Si la loi du 28 mai 1858 pose comme principe de précaution la nécessité de préserver les champs d’expansion des crues pour éviter une aggravation du risque et permet à l’Administration d’interdire tout endiguement insubmersible, elle ne s’applique pas aux emprises ponctuelles réalisées par les particuliers et ne peut empêcher le développement des constructions dans le lit majeur. La situation est quelque peu améliorée par la loi de 1935 et par son décret d’application datant de 1937, qui mettent en place un nouvel outil réglementaire suite aux crues du sud-ouest de 1930 (Garry et Veyret, 1996). Les plans de surfaces submersibles (PSS) soumettent la réalisation de toute nouvelle construction dans le champ d’expansion des crues à l’autorisation préalable de l’Administration afin de préserver les conditions d’écoulement des crues et d’empêcher l’aggravation de la vulnérabilité. Plus précisément, les PSS visent à prévenir l’exposition des personnes et des biens en y interdisant toute construction dans la zone soumise aux aléas, préserver le champ d’expansion des crues en y contrôlant strictement l’urbanisation et éviter tout endiguement ou remblaiement nouveau qui ne serait pas justifié par la protection des lieux fortement urbanisés.

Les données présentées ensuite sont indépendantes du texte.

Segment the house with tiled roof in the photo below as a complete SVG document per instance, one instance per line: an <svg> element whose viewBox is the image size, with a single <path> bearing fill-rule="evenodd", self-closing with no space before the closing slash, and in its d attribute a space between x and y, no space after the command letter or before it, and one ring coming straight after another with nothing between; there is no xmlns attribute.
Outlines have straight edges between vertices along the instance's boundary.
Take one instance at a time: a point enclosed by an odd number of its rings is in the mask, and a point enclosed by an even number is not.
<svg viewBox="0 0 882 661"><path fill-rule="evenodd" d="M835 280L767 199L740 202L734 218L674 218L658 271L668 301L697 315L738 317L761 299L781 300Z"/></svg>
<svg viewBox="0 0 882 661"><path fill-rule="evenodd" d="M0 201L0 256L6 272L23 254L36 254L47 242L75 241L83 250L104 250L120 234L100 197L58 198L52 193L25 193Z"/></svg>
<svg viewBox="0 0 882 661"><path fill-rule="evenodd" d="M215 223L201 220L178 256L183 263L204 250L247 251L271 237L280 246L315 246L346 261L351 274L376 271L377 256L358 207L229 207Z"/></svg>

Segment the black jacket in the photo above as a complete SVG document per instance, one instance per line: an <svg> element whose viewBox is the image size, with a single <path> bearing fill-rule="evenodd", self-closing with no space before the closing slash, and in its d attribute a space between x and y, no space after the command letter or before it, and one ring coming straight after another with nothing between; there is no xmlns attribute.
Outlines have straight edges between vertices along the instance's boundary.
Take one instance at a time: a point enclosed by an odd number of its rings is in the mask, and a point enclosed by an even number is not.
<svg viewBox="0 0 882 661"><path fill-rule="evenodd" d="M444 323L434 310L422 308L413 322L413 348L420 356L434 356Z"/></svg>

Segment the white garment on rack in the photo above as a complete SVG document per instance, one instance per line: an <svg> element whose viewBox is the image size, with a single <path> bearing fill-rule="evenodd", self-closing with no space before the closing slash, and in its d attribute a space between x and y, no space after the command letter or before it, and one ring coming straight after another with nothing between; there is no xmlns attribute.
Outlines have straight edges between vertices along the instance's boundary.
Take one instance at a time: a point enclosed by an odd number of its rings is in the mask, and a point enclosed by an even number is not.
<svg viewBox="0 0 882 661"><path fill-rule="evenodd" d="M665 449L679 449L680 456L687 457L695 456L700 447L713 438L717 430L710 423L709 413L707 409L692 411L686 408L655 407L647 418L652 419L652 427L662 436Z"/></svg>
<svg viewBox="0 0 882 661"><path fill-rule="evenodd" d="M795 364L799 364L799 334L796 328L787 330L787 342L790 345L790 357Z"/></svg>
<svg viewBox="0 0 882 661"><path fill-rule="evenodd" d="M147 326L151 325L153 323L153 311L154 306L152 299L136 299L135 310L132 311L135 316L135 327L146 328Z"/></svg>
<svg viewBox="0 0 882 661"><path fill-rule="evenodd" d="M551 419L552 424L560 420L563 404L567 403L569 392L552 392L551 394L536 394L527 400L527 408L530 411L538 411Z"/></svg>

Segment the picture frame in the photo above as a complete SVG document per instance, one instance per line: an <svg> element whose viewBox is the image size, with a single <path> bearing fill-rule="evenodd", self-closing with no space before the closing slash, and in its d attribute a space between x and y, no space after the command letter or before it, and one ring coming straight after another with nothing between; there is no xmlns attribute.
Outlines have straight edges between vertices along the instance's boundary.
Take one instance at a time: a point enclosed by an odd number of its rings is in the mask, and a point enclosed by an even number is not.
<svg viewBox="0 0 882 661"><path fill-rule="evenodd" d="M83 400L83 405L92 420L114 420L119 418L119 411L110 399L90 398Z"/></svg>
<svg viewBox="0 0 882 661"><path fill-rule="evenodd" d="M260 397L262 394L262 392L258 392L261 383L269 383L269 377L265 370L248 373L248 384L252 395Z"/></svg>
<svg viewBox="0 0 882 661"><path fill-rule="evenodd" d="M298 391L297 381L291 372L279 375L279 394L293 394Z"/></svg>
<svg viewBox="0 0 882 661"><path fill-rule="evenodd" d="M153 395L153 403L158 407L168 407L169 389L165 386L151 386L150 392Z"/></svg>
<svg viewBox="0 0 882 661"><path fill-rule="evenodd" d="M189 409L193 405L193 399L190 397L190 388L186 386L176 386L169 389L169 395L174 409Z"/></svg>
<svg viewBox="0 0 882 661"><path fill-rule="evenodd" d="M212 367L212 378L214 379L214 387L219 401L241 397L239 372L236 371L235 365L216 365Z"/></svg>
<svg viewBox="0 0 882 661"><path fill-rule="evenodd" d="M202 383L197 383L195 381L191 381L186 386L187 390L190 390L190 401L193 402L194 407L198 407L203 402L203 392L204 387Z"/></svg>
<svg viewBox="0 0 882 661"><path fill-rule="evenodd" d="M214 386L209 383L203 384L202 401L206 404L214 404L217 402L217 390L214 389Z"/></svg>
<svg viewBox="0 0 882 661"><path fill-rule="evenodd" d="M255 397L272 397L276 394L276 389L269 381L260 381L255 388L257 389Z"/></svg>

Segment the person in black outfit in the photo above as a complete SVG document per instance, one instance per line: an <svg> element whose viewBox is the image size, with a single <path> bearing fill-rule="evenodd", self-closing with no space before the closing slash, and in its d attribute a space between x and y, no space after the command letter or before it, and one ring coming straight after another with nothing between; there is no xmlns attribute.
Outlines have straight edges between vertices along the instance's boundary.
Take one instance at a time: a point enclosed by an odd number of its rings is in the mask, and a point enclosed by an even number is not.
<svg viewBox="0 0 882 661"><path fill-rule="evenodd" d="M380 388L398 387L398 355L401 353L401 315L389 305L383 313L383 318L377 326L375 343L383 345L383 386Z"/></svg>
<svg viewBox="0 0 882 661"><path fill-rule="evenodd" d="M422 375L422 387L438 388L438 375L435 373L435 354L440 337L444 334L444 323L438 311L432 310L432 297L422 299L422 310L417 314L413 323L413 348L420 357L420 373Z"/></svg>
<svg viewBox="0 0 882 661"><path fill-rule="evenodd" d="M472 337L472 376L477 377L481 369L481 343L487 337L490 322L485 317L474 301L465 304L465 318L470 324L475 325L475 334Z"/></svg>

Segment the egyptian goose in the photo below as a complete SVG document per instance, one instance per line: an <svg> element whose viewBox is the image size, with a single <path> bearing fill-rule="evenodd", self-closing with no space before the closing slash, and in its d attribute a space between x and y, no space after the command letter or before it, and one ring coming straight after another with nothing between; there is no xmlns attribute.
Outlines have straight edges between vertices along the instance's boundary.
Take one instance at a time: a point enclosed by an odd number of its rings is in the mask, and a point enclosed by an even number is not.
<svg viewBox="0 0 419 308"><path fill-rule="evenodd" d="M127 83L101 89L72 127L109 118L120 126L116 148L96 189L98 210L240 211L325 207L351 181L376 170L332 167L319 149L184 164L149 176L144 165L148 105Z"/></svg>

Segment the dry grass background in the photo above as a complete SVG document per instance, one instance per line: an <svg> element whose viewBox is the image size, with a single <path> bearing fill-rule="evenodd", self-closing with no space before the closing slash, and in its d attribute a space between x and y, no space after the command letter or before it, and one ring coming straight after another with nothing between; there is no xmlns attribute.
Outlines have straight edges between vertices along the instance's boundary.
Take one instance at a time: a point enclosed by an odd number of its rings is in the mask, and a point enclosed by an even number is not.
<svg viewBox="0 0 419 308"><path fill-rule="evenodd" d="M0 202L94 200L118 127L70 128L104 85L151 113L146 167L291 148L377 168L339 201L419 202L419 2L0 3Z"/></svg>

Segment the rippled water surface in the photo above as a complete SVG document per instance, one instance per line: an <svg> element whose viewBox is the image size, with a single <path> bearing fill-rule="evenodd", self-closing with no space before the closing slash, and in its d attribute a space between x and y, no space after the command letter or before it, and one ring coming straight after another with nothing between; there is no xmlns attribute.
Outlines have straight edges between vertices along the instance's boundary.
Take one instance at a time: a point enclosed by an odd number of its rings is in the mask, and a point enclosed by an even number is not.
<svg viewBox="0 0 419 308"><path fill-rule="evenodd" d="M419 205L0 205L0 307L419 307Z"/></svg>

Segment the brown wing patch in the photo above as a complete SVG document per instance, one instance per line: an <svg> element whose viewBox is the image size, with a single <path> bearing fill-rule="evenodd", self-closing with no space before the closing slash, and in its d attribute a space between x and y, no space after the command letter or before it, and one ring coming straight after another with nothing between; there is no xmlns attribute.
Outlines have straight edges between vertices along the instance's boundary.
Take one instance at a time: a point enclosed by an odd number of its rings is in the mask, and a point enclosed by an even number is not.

La circulaire n° 34 du 5 Avril 1952 définit deux zones d’aléa qui sont chacune soumises à des contraintes d’urbanisation différentes :

  • La zone A, dite de grand débit, est inconstructible, sauf autorisation exceptionnelle accordée pour non entrave à l’écoulement des eaux ou déclarée d’utilité publique.
  • La zone B, dite complémentaire, d’écoulement faible voire inexistant, est potentiellement constructible. Une autorisation préalable doit obligatoirement être délivrée par le service gestionnaire des surfaces submersibles, ici le Service de la Navigation Rhône-Saône, sauf pour les bâtiments d’une superficie inférieure à 10 m², et pour les constructions sur des piliers espacés, situés entre le niveau du sol et celui des plus hautes eaux.

Néanmoins, les PSS n’édictent pas d’interdiction générale des constructions : chaque cas particulier doit être examiné par l’Administration technique, qui doit statuer au coup par coup.

Dans la région lyonnaise, il faudra attendre 1972 pour que les PSS de la Saône, du Rhône amont et du Rhône aval soient approuvés. Les territoires de Lyon et Villeurbanne, épargnés par les crues centennales de 1918, 1928 et 1944 sur le Rhône et par la crue cinquantennale de 1955 sur la Saône, ne sont pas concernés par cette nouvelle cartographie règlementaire. Sur ces communes, c’est le plan des zones inondables (PZI) approuvé en 1911 dans le cadre de l’application de la loi de 1858 qui a été en vigueur jusqu’au début du XXIe siècle, avant d’être remplacé par le PPRNI du Grand Lyon. Cette cartographie, qui s’appuie sur le périmètre de l’inondation du Rhône de 1856, n’a cependant jamais été intégrée en tant que servitude dans le Plan d’Occupation des Sols de la Communauté Urbaine. Ainsi, la réglementation n’a pas permis d’enrayer la tendance à l’urbanisation du lit majeur.

Notes
192.

Archives du SNRS, C1433, D8514

193.

Archives du SNRS, C1433, D8514, rapport des ingénieurs du Service Spécial sur les travaux effectués dans le champ d’inondation du Rhône, adressé à l’Administration Supérieure le 4 avril 1923.